I don’t regret those decisions, but it became apparent early on that I wasn’t authoritative or outgoing enough to keep students interested in learning.

While I was trying to sort out what would become of me during my senior year of college, it occurred to me that I spent my free time reading articles, keeping up to date on pop culture and sports scores. On a whim I decided journalism may be the career for me and started thinking about a second degree.

It took a few years, but I made it back to college for that journalism degree. Once I started taking classes, I realized journalism was a different occupation than I thought it was, never considering how social the job is, but I was very committed to my interest in information gathering.

I began to work with Alabama’s student newspaper, The Crimson White, to really get to know what it was like in a job-like environment. I didn’t know what type of media I wanted to work in initially, but I was open to any new experience. I began an internship at The Tuscaloosa News and suddenly became at home with newspapers.

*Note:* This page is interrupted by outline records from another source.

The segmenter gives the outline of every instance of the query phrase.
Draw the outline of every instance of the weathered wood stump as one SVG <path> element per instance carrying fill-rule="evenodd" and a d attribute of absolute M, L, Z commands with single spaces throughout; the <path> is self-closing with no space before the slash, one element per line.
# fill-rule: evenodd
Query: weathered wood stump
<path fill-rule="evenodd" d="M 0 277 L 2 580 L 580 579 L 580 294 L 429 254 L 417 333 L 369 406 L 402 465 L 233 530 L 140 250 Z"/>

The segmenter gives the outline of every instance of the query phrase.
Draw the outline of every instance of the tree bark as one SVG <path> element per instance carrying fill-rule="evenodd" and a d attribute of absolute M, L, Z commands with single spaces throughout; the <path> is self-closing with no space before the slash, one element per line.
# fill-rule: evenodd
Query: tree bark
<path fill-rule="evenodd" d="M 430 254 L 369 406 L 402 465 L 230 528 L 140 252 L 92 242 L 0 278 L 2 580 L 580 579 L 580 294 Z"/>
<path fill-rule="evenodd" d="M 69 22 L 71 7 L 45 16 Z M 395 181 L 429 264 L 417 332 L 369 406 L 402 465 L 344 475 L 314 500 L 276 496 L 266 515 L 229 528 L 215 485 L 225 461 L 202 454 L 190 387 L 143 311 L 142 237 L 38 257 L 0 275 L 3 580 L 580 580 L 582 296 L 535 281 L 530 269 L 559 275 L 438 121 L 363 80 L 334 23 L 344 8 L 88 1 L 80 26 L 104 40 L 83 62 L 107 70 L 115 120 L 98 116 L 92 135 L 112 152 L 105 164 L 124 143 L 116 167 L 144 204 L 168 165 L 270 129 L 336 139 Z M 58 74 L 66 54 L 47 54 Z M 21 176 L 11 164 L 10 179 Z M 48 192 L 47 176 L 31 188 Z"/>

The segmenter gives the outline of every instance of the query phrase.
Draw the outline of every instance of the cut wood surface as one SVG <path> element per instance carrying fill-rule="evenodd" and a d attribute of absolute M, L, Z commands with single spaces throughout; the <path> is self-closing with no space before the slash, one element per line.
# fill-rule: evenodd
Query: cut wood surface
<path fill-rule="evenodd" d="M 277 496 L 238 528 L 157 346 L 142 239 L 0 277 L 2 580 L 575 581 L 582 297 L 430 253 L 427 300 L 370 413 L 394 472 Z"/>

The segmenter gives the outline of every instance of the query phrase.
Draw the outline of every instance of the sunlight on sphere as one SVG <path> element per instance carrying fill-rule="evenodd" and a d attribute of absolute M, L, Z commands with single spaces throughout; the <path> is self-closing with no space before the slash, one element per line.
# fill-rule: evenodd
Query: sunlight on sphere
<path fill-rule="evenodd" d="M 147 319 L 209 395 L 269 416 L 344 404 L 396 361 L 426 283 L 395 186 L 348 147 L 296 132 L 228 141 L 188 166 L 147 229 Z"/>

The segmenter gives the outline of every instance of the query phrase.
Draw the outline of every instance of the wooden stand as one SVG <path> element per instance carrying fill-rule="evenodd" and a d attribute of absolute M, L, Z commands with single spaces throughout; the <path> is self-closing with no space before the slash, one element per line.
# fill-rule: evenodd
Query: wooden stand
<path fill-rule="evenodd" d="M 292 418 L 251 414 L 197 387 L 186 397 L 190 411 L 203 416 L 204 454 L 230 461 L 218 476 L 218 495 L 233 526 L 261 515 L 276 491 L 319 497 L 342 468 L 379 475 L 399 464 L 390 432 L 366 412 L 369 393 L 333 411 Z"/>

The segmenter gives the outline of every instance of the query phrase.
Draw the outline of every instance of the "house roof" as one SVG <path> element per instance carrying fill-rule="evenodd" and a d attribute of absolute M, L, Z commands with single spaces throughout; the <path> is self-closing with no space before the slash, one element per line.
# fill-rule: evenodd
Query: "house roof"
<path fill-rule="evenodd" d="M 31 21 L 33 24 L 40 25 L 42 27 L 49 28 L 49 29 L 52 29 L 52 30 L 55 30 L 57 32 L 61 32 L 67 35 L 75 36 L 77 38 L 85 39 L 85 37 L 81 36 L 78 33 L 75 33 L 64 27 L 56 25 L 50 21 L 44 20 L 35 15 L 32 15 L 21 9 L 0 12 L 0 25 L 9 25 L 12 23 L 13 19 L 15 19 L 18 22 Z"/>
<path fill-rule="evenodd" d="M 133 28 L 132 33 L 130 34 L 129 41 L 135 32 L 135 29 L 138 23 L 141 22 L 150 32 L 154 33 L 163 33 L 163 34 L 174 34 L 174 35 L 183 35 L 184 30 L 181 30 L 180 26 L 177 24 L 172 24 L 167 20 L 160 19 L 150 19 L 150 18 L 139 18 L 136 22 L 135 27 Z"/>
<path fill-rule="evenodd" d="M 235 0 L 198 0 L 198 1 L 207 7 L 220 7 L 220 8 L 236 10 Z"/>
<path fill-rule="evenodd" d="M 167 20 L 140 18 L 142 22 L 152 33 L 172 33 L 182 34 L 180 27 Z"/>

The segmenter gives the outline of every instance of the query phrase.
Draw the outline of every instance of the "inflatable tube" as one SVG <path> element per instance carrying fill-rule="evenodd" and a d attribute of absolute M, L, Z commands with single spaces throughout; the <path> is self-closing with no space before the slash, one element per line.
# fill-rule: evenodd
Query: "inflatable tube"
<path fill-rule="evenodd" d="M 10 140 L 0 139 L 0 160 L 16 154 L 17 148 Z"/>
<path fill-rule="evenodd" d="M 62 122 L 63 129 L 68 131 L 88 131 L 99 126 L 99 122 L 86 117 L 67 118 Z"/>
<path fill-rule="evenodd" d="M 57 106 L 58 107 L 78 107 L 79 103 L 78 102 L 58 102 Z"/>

As stressful as this job is, I do feel like it is where I belong. I like not necessarily working the typical 9 to 5. I like having a desk but not having to sit at it all day. In a way, I never had to pick an occupation because I get to live through the people I meet and learn about the work they do everyday.

My parents always told me I was a good writer, but I never believed them or particularly enjoyed writing as a kid. Growing up, I’ve always been the quiet one who keeps to herself and never speaks up. It’s funny how you sometimes end up doing the last thing you think you’d do.

I do worry about the state of the newspaper industry with so many having to close because people want to solely access the news for free online. My parents have subscribed to our local newspaper for as long as I can remember, and I can’t imagine not having one every day.

Because of cut backs, newsrooms are shrinking at an enormous rate. Reporters have to do multiple jobs outside of reporting, and it can run people weary. The younger generation are running to work in public relations and marketing, and soon I’m not sure if there will be anyone around to voluntarily take on the stress of the constant news cycle of a newspaper with longer hours and less pay.

I hope this week shines a light on all the effort and hours a small staff puts in to making these pages that people eventually just throw away. I know a lot of people like to point out every little flaw we make — and rightly so, we should never make mistakes— but realize some days three people, with the senior most employee having been here for 10 months, layout and edit the entire paper.

It’s not an easy job for people who have commitments outside of work, but it’s a necessary job if we want the public to remain informed.